Se quedaron dormidos allí mismo, y cuando Nora se despertó Xavi ya no estaba. Le resultó extraño que tras un encuentro que a ella le había resultado muy agradable no se hubiera quedado para cortejarla, para un desayuno de cómplices, pero los hombres son así, pensó para sí misma, difíciles de descifrar.

Durante un par de días no dio señales de vida, pero no le dio mayor importancia. No era su novia, no se llamaban cada día ni nada parecido, pero reconocía que lo de la otra noche le hacía tener sentimientos distintos respecto a él. Siguió con su vida, fue a trabajar, comió pizza recalentada, pilló a medias una película de Truffaut en un canal de cine a las cuatro de la mañana, trabajó un rato en su guion.

Cinco días después, justo antes de salir al trabajo, recibió un mail.

DE
: Xavier Dalmau.

ASUNTO
: Por fin, tu película.

Antes de abrirlo ya lo había matado cuatro veces en su mente.

«¿No habrá sido capaz?», se preguntó. «No habrá…». Lo abrió.

Hola, Nora.
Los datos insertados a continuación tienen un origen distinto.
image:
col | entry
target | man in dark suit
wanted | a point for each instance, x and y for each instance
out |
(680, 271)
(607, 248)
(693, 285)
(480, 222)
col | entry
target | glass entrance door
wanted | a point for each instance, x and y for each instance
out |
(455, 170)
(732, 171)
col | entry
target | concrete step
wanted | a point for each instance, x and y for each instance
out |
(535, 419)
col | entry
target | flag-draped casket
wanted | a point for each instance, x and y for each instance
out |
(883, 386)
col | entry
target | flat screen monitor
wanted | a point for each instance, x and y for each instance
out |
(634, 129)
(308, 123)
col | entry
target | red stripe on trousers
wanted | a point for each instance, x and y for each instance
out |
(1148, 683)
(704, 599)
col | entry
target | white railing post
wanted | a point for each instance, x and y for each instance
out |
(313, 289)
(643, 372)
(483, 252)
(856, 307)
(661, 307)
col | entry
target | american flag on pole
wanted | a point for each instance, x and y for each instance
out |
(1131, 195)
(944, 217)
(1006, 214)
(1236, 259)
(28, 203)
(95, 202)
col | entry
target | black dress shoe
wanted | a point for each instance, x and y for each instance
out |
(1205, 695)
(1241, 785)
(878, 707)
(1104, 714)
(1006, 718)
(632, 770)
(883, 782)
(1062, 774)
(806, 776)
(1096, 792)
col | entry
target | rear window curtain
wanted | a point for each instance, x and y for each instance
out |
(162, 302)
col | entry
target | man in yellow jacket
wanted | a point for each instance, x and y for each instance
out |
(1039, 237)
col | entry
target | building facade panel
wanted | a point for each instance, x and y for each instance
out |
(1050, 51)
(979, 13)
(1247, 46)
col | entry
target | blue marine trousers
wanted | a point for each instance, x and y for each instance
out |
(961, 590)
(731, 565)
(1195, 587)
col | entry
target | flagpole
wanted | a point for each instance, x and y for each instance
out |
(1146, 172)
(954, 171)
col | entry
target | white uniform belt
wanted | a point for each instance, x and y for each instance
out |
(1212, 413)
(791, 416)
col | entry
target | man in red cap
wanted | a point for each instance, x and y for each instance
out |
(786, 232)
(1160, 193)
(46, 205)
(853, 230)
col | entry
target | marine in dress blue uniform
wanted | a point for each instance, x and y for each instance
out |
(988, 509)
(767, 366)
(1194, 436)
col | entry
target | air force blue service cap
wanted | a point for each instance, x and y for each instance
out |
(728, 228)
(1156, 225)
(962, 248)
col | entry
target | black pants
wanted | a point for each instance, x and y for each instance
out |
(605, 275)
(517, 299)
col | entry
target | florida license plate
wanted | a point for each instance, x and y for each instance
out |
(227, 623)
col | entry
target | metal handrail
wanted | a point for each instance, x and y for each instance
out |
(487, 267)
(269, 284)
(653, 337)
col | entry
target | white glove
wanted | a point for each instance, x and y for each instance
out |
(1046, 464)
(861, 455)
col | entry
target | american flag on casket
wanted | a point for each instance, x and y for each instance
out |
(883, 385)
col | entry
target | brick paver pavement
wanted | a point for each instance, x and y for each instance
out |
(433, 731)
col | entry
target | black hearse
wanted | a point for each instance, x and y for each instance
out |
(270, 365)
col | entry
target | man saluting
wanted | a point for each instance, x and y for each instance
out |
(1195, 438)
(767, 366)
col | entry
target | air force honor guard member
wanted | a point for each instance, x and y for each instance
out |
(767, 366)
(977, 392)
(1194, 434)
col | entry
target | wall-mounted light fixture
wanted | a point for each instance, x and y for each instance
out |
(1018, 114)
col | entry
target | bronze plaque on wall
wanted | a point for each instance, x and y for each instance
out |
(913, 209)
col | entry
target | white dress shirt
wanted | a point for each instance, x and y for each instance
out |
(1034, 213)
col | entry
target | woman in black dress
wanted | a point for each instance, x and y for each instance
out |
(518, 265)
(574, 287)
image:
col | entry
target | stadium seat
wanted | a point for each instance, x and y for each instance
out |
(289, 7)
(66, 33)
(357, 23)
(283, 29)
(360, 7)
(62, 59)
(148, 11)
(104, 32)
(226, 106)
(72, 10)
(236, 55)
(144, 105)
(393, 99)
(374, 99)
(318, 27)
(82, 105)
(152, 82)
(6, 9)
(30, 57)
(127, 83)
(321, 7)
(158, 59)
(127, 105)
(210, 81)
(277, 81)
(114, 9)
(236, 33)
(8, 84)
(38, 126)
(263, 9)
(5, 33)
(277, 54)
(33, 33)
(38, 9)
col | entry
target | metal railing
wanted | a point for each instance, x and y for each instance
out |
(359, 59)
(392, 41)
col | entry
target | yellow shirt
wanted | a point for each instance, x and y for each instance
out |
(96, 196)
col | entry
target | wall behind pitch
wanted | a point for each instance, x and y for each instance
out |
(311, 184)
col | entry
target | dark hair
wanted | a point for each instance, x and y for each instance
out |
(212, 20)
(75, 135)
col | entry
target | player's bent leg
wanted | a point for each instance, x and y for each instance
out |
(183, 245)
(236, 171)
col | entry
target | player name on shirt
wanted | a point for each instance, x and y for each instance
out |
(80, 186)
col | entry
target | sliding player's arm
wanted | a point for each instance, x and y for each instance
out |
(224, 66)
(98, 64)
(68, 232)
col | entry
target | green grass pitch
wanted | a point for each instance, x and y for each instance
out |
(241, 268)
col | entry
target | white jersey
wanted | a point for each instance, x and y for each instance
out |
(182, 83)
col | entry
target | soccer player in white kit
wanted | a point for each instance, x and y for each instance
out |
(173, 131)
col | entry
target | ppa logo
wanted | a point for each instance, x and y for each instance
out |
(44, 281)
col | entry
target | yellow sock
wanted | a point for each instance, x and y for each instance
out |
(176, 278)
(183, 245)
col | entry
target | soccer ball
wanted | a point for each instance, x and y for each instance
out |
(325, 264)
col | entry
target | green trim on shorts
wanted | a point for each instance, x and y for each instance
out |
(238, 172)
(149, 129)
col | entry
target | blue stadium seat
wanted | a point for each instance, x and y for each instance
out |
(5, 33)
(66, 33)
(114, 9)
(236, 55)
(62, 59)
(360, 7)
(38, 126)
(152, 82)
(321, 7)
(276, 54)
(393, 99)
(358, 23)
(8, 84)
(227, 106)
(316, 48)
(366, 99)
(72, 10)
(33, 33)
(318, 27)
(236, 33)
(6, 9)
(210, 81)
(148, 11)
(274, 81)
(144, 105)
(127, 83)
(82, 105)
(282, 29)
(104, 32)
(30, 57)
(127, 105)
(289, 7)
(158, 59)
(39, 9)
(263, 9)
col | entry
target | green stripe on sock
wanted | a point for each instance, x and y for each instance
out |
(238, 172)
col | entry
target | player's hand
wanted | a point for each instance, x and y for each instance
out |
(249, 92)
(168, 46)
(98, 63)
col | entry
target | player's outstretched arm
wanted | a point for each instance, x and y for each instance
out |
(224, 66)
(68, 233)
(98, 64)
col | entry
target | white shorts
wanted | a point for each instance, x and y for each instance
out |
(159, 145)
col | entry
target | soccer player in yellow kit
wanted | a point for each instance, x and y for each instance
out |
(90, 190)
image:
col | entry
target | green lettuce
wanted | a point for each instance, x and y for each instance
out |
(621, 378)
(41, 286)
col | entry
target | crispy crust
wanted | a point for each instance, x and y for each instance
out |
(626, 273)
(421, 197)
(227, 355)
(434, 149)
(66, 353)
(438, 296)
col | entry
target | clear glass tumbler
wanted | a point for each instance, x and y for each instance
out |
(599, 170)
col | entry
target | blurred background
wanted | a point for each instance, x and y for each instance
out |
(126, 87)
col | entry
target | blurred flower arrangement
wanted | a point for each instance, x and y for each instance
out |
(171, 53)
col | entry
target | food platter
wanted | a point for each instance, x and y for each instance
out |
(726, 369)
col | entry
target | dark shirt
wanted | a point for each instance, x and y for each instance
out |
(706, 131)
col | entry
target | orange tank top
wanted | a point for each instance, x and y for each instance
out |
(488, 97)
Sé que debería haber hecho esto de otra manera, pero soy un cobarde y me das miedo. Mucho miedo. El otro día, después del polvo más magnífico de mi vida, pero antes de irme, copié en mi memoria usb el guion de tu peli. No es buena, es buenísima. No me diste más opción, no es que no quisieras enseñármela, es que ni siquiera querías hablar del tema conmigo. Y te veo trabajar en silencio, y siempre pienso que quiero ayudarte. No lo he hecho por mí, lo he hecho por ti. Tienes que hacer esa película. He hablado con un conocido, un productor inglés (si te digo quién es, fliparás) y le seduce el proyecto. Esta muy, muy interesado. Quiere hacerlo, y quiere hacerlo ya, y tiene pasta. Creo que es una buena oportunidad, no la desaproveches.

Por favor, no me odies, no me grites y no me mates.

Y llámame.

En este orden.

Un beso,

X. D.

P. D. ¿Qué polvazo el otro día, verdad?
Awesome!

Nora abrió la puerta para salir de casa, totalmente en
shock
. No podía ni sentarse a asimilarlo, o llegaría tarde al trabajo. Cuando ya estaba en el ascensor, se le iluminó la cara y se dio media vuelta.

Volvió dentro, cargó la minicadena con los tres CD de Sonic Youth, dio la vuelta a los altavoces hasta ponerlos contra la pared y le dio al botón de
play
.

Los primeros acordes de una de sus canciones favoritas atronaron hasta hacer temblar los muros como si fueran de cartón pluma.

«Ahora sí», pensó. «Ahora sí…».

Capítulo 7

I
NSOMNIA

Nora últimamente no soñaba, básicamente porque para eso es imprescindible dormir, y hacía tiempo que no lo hacía. Por lo menos tal y como la mayoría de la humanidad entiende el sueño: relajante, reparador y con total pérdida de la conciencia.

Cuando se tendía en su comodísima cama de viscoelástica de última generación y sus músculos empezaban a relajarse, sus ojos se cerraban y el cuerpo se preparaba para el descanso, el cerebro tomaba las riendas y se ponía a funcionar como loco.

Encontraba la fórmula ideal para resolver con excelencia una escena rodada hacía ya un par de meses y que en su momento no le había convencido del todo, lo que —lejos de alegrarle por generar una posible mejora en la película— le estresaba terriblemente por no haberse dado cuenta cuando aún estaba a tiempo de resolverlo.

Se le ocurría el montaje perfecto para la escena a la que se iba a enfrentar en la sala de vídeo al día siguiente, y en lugar de relajarse y pensar «bien, ya lo tengo», se tensaba por miedo a que la idea se esfumara, y en su obsesión enfermiza acababa por ahuyentar del todo el sueño.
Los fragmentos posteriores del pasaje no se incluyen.